DENIED INPATIENT STAY
The payer denied the one-day inpatient stay stating that it was “not medically necessary,” further elaborating that a full hospital admission after surgery would be needed only when a patient needed additional surgery or in the case of severe problems. The payer – which used MCG guidelines for hernia repair (non-hiatal) ORG: S-1305 – went on to define severe problems as including “severe pain needing frequent medicines through the vein.” The payer denied the inpatient admission stating that the information provided did not show medical necessity for this level of care.
THE APPRISEMD PROCESS
AppriseMD completed a peer-to-peer discussion with the insurance company medical director to review the denial and the payer’s reasons.

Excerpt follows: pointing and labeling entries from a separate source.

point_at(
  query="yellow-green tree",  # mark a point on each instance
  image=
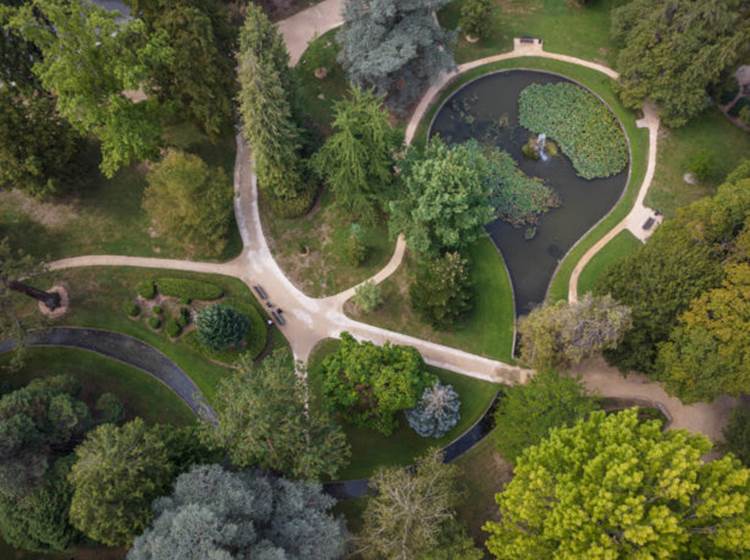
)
(708, 353)
(613, 487)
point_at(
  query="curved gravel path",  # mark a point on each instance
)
(128, 350)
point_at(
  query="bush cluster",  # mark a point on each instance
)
(584, 128)
(186, 289)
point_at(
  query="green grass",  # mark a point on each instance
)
(618, 248)
(99, 293)
(710, 132)
(104, 216)
(371, 449)
(142, 395)
(565, 28)
(310, 250)
(488, 330)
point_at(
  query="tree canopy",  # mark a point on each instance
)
(673, 50)
(614, 487)
(190, 202)
(213, 513)
(368, 384)
(88, 61)
(394, 46)
(264, 420)
(526, 413)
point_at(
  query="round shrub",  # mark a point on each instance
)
(147, 289)
(132, 309)
(172, 328)
(437, 412)
(220, 327)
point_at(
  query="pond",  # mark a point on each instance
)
(474, 112)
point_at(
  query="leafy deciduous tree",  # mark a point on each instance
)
(613, 487)
(190, 202)
(527, 413)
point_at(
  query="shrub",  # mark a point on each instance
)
(147, 289)
(110, 408)
(583, 127)
(368, 296)
(702, 165)
(187, 289)
(437, 412)
(172, 328)
(132, 309)
(221, 327)
(476, 17)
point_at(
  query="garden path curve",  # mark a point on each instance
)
(128, 350)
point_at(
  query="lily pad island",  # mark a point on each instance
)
(558, 133)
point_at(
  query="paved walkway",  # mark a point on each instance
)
(128, 350)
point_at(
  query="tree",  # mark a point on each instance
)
(437, 412)
(213, 513)
(368, 297)
(681, 261)
(220, 327)
(707, 353)
(266, 107)
(190, 202)
(442, 291)
(199, 78)
(526, 413)
(265, 420)
(394, 46)
(118, 472)
(563, 334)
(445, 202)
(368, 384)
(88, 61)
(412, 511)
(613, 487)
(36, 146)
(38, 521)
(737, 433)
(39, 423)
(673, 51)
(356, 160)
(476, 17)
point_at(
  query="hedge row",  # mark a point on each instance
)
(586, 130)
(186, 289)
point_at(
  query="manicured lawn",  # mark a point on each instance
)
(98, 296)
(484, 473)
(311, 249)
(371, 449)
(712, 133)
(565, 28)
(619, 247)
(142, 395)
(104, 216)
(488, 330)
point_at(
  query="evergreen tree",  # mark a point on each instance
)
(356, 160)
(394, 46)
(88, 60)
(672, 51)
(614, 487)
(266, 108)
(442, 292)
(264, 420)
(216, 514)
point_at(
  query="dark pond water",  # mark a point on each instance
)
(473, 112)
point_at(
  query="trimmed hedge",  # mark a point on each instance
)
(186, 289)
(586, 130)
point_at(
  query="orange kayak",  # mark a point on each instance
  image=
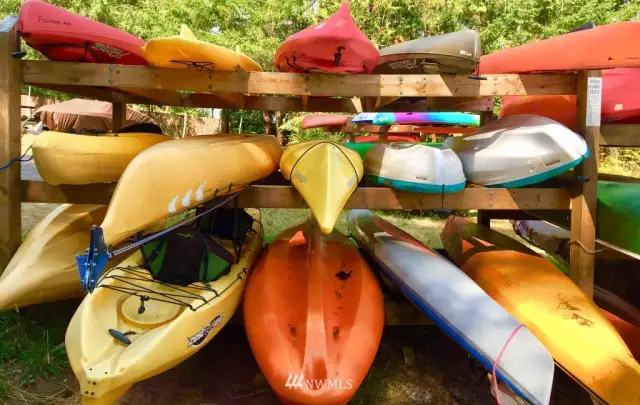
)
(314, 314)
(576, 332)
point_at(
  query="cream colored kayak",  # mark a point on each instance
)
(44, 269)
(84, 159)
(186, 51)
(164, 335)
(325, 173)
(180, 174)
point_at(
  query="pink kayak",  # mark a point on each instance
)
(63, 36)
(335, 45)
(620, 101)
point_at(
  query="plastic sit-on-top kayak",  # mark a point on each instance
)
(63, 36)
(335, 45)
(186, 51)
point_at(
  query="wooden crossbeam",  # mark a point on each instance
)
(365, 197)
(256, 83)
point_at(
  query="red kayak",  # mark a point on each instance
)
(608, 46)
(620, 101)
(335, 45)
(319, 121)
(63, 36)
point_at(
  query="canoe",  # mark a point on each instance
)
(445, 118)
(319, 121)
(314, 314)
(180, 174)
(364, 146)
(619, 103)
(185, 51)
(84, 159)
(452, 53)
(61, 35)
(335, 45)
(517, 151)
(414, 167)
(457, 305)
(325, 173)
(603, 47)
(43, 269)
(577, 334)
(111, 345)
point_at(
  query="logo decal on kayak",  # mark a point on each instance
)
(109, 50)
(199, 337)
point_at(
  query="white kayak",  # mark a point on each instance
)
(458, 306)
(415, 167)
(518, 150)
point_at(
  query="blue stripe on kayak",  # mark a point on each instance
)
(417, 187)
(449, 329)
(537, 178)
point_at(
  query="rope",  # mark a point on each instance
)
(20, 159)
(494, 379)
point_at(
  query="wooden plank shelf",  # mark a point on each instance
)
(285, 196)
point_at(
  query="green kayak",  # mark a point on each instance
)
(363, 147)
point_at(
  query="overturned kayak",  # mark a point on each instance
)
(185, 51)
(132, 327)
(335, 45)
(325, 173)
(177, 175)
(415, 167)
(84, 159)
(61, 35)
(574, 330)
(457, 305)
(452, 53)
(517, 151)
(314, 315)
(43, 269)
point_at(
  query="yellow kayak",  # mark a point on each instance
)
(162, 336)
(84, 159)
(325, 173)
(174, 176)
(576, 332)
(44, 268)
(186, 51)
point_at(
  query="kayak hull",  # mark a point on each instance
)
(325, 173)
(83, 159)
(177, 175)
(313, 312)
(576, 332)
(457, 305)
(43, 269)
(517, 151)
(415, 168)
(165, 334)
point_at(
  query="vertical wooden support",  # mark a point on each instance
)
(583, 205)
(483, 218)
(10, 78)
(119, 115)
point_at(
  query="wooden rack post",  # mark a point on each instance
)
(583, 204)
(10, 79)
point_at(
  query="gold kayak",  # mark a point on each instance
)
(84, 159)
(576, 332)
(186, 51)
(325, 173)
(162, 336)
(174, 176)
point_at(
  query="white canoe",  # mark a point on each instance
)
(518, 150)
(415, 167)
(458, 306)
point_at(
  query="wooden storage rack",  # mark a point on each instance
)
(291, 92)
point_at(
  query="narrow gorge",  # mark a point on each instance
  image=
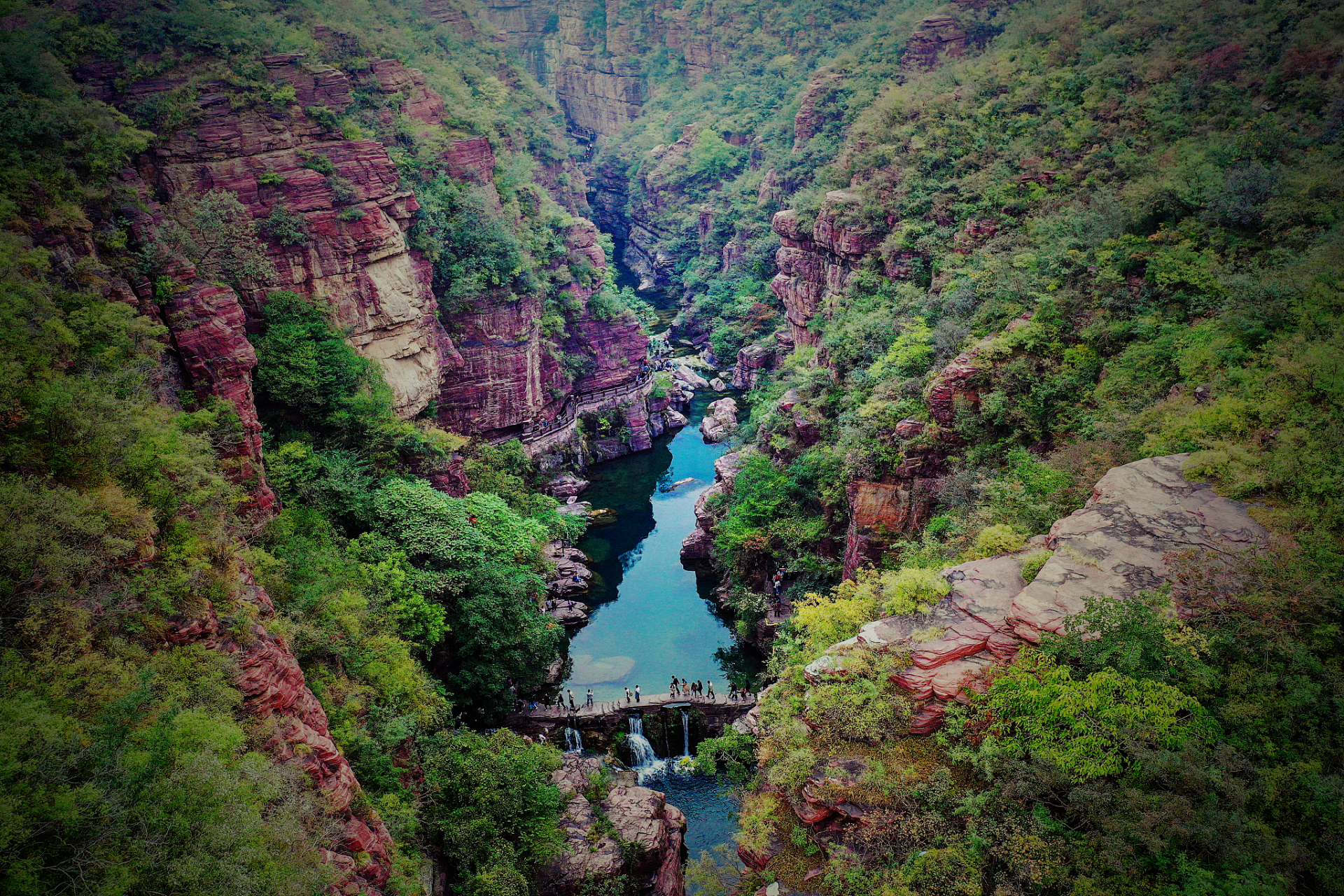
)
(662, 448)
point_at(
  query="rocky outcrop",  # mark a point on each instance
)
(1119, 543)
(936, 38)
(571, 574)
(353, 213)
(698, 546)
(881, 512)
(818, 264)
(816, 106)
(1117, 546)
(721, 421)
(644, 844)
(276, 694)
(566, 485)
(510, 378)
(755, 362)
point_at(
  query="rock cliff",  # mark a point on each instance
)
(644, 841)
(818, 262)
(296, 729)
(1139, 516)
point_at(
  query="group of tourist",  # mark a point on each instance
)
(692, 690)
(676, 688)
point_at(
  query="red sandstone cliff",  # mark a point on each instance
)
(276, 694)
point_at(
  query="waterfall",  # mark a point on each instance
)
(645, 762)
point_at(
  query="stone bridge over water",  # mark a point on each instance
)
(663, 722)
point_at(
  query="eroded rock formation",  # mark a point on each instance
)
(1119, 545)
(638, 816)
(818, 262)
(274, 691)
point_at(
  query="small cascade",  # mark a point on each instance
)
(645, 761)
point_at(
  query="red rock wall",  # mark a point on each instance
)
(818, 265)
(274, 691)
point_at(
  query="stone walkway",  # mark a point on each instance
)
(650, 701)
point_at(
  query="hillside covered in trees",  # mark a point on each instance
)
(299, 302)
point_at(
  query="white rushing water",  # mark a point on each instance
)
(645, 761)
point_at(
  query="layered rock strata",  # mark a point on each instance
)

AppriseMD pointed out the patient did meet the payer’s inpatient stay status defined by MCG guidelines for hernia repair (non-hiatal) since “severe pain needing frequent medicines through the vein” was present. The patient required IV fluids and Dilaudid PCA to manage the severe pain post-surgery. Furthermore, the patient’s ASA Class III status qualified the patient as high risk due to the presence of DM and a recent sigmoid resection for a fistula repair. After a lengthy discussion, the payer overturned the denial and approved the inpatient admission based on the need for Dilaudid PCA in a higher risk patient. For these reasons, despite the short one-night stay, the payer approved the inpatient level of care.